Working with chainsaws, or any other rotating blades make protective footwear absolutely necessary. Cut-resistant chainsaw boots (and other cut-resistant clothing) can prevent serious injuries in the face of an accident involving a chainsaw. These are made from specific materials that create a protective barrier from spinning blades.
If you are at risk of falling items, you will surely want safety toe boots. These are boots that have a capping over the toe area for protection. These toe cappings were traditionally made of steel, hence steel-toed boots. However, now they are also available in composite materials.
Sharp objects on the floor pose a workplace hazard. Sharp objects, like nails or screws, can puncture through the soles of regular shoes and injure your foot. Puncture-resistant footwear includes a steel or composite plate positioned within the midsole to protect from the dangers of stepping on sharp and jagged objects.
Some work footwear has additional protection along the metatarsal region (the top of your foot). If you have ever dropped anything on the top of your foot, you know how much it can hurt. Metatarsal boots are good for work environments where rolling objects or machines present a risk. Any job that involves heavy machinery, heavy loads, or dangerous conditions can require the use of metatarsal boots.
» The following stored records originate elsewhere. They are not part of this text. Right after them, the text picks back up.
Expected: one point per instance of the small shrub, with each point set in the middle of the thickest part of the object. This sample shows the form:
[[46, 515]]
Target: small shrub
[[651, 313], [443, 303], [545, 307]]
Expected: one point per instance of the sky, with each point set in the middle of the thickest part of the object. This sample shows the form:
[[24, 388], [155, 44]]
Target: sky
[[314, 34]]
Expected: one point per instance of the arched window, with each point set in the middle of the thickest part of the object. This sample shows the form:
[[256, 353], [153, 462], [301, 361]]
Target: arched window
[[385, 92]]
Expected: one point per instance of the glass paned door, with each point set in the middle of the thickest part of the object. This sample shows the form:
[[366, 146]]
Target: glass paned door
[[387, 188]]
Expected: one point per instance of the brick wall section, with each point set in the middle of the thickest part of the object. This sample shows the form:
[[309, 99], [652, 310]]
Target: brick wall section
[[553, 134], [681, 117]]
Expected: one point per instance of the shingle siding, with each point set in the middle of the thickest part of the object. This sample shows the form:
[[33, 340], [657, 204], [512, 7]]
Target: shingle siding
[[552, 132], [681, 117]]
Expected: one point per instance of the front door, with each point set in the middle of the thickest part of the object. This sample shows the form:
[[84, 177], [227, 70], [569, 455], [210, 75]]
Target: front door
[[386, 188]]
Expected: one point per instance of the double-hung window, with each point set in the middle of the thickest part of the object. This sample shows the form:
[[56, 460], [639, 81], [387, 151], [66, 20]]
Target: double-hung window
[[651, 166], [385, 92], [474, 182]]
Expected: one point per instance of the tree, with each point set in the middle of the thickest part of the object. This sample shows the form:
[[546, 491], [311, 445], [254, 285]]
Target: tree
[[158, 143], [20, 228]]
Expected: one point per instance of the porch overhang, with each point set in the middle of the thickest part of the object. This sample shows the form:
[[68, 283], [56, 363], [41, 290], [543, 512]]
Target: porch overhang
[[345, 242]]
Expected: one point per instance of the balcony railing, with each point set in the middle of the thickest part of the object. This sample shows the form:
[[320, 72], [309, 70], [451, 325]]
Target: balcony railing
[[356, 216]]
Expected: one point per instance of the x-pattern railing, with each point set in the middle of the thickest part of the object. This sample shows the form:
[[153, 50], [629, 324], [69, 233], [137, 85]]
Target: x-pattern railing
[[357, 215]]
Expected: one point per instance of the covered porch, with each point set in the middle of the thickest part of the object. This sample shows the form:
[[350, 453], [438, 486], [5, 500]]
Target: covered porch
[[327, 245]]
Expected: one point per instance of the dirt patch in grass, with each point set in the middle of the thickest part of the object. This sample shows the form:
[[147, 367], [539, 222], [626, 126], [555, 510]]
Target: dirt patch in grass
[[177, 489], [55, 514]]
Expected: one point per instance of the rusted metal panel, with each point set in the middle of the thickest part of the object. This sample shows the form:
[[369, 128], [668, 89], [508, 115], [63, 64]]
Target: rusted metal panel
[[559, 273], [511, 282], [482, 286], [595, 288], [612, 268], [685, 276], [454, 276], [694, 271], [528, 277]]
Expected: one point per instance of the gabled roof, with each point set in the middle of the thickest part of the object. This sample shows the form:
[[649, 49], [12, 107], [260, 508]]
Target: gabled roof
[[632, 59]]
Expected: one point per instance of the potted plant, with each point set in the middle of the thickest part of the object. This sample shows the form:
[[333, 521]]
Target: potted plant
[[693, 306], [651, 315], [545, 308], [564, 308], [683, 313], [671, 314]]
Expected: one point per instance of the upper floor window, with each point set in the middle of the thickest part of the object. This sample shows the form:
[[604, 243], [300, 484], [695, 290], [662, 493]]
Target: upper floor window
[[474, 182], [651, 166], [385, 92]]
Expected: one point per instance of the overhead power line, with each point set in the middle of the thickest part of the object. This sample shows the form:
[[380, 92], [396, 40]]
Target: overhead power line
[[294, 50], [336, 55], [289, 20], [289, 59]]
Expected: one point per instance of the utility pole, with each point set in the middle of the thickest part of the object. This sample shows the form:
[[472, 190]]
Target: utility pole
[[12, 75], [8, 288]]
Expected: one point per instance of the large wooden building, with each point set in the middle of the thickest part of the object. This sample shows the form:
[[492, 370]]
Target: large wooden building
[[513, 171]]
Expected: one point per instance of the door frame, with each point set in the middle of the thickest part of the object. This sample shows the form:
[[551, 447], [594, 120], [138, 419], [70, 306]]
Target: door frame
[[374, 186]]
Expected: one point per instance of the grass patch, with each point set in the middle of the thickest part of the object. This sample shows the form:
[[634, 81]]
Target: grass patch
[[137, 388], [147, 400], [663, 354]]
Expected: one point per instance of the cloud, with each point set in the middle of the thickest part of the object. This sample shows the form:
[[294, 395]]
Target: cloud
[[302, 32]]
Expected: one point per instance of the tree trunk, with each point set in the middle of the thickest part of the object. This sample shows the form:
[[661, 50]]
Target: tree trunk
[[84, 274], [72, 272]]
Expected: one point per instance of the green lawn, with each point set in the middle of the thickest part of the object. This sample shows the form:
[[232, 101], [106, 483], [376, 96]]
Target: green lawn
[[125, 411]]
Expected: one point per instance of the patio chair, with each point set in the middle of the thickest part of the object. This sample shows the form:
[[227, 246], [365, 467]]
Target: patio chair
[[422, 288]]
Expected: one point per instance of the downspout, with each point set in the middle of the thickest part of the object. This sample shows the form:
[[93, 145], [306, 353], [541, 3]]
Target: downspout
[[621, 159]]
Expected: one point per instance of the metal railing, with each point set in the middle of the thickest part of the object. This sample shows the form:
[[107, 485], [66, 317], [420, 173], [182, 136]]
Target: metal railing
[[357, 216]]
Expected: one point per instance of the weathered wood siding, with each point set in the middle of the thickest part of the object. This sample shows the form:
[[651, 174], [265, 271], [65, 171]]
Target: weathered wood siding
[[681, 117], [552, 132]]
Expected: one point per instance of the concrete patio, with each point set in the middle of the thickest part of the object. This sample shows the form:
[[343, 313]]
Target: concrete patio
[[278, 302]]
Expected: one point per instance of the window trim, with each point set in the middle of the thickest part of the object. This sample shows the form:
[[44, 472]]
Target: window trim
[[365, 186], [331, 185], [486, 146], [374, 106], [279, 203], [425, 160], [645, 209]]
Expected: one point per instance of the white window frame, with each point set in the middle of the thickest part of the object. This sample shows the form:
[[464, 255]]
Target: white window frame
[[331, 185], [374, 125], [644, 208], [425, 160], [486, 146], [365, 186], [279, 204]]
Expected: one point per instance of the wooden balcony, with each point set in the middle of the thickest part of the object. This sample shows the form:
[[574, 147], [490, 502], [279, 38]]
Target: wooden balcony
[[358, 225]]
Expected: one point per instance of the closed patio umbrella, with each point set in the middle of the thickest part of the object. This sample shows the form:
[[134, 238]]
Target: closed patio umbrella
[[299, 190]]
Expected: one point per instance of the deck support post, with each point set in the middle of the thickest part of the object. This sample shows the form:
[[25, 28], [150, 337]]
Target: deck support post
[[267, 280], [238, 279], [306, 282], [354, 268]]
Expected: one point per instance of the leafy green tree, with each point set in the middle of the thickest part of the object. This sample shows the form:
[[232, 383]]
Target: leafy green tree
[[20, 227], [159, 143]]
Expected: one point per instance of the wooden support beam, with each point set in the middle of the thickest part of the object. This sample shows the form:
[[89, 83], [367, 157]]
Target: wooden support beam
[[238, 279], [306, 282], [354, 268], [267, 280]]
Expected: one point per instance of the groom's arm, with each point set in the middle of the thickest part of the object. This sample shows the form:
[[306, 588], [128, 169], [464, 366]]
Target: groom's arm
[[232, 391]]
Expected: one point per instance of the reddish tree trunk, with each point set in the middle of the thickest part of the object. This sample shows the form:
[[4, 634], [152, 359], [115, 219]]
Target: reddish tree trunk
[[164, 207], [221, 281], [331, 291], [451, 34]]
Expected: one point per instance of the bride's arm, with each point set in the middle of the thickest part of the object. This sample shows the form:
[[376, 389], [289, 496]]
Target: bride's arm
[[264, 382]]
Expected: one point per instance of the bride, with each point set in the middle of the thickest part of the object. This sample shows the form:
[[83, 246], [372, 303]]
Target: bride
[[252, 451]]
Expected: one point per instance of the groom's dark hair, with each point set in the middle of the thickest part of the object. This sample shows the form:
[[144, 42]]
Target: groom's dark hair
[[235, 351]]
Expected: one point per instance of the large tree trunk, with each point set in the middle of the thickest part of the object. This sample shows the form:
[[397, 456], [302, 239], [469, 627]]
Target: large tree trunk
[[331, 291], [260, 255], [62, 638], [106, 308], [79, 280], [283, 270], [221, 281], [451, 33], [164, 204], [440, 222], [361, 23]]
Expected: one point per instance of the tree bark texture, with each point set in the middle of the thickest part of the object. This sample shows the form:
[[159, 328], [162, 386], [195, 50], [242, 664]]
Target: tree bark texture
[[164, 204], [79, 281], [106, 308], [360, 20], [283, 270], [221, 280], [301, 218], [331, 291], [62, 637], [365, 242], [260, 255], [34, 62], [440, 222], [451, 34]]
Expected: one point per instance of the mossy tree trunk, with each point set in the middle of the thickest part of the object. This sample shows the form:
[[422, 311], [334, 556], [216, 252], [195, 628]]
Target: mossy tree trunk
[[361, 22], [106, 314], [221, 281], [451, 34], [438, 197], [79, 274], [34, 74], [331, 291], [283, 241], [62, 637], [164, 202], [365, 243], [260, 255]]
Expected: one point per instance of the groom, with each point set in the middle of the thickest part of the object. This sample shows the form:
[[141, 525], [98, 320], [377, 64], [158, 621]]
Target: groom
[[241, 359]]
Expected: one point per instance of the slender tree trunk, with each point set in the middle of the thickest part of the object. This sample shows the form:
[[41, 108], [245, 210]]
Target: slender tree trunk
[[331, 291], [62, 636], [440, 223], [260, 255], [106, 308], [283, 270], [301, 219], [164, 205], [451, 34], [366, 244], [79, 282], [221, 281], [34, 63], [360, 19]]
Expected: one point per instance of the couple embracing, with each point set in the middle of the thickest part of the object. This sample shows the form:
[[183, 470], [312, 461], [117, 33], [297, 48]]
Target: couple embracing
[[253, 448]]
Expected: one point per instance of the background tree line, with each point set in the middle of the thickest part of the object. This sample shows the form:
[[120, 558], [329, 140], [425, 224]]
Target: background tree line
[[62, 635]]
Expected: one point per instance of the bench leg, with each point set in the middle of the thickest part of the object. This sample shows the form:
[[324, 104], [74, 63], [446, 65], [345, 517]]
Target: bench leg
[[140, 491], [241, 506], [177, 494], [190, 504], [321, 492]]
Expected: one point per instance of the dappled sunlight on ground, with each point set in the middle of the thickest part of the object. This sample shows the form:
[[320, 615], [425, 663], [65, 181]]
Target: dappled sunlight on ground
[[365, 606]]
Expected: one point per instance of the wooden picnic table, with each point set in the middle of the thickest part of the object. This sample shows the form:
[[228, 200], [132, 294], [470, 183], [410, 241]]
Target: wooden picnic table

Working in cold conditions means dressing to keep warm, and your shoes are no exception to this. Insulated work boots are a must if you work outside or are exposed to other cold conditions. Feet not properly insulated against the cold are in danger of frostbite and other cold-related risks.
Water-resistant leather boots are a popular choice when working in wet conditions where moisture is an issue. Working outside means being exposed to elements, and almost always puts you at a risk for getting wet. Keeping your feet dry helps protect them against the cold. Water-resistant footwear protects against mold, rot and fungus growth.
Slip-resistant shoes are required for a large variety of industries. Healthcare workers, kitchen workers, wait staff, industrial workers, factory workers—the list is almost endless.Slip-resistant shoes come with a sole that reduces the slickness that can cause a fall or accident.
Working with molten metals presents huge risks. Foundry shoes are made specifically for these types of occupations. These are designed to insulate against the extreme heat of this kind of environment. They prevent hot metals from getting lodged into the shoe’s eyelets. They also frequently come with an easy slip-off design in case of burn caused by a molten metal splash.
Of course, there are a few more factors to consider when buying the right work footwear. You should make sure you feel supported in your arch and ankle, and that you can stand and move in them comfortably. You will also want to be sure they fit well; a loose-fitting shoe can be a work hazard itself. Always make sure the footwear you choose matches the guidelines set by your company, and for the type of work you do. Protect your feet well—they’re all you’ve got to stand on!
The information contained in this article is intended for general information purposes only and is based on information available as of the initial date of publication. No representation is made that the information or references are complete or remain current. This article is not a substitute for review of current applicable government regulations, industry standards, or other standards specific to your business and/or activities and should not be construed as legal advice or opinion. Readers with specific questions should refer to the applicable standards or consult with an attorney.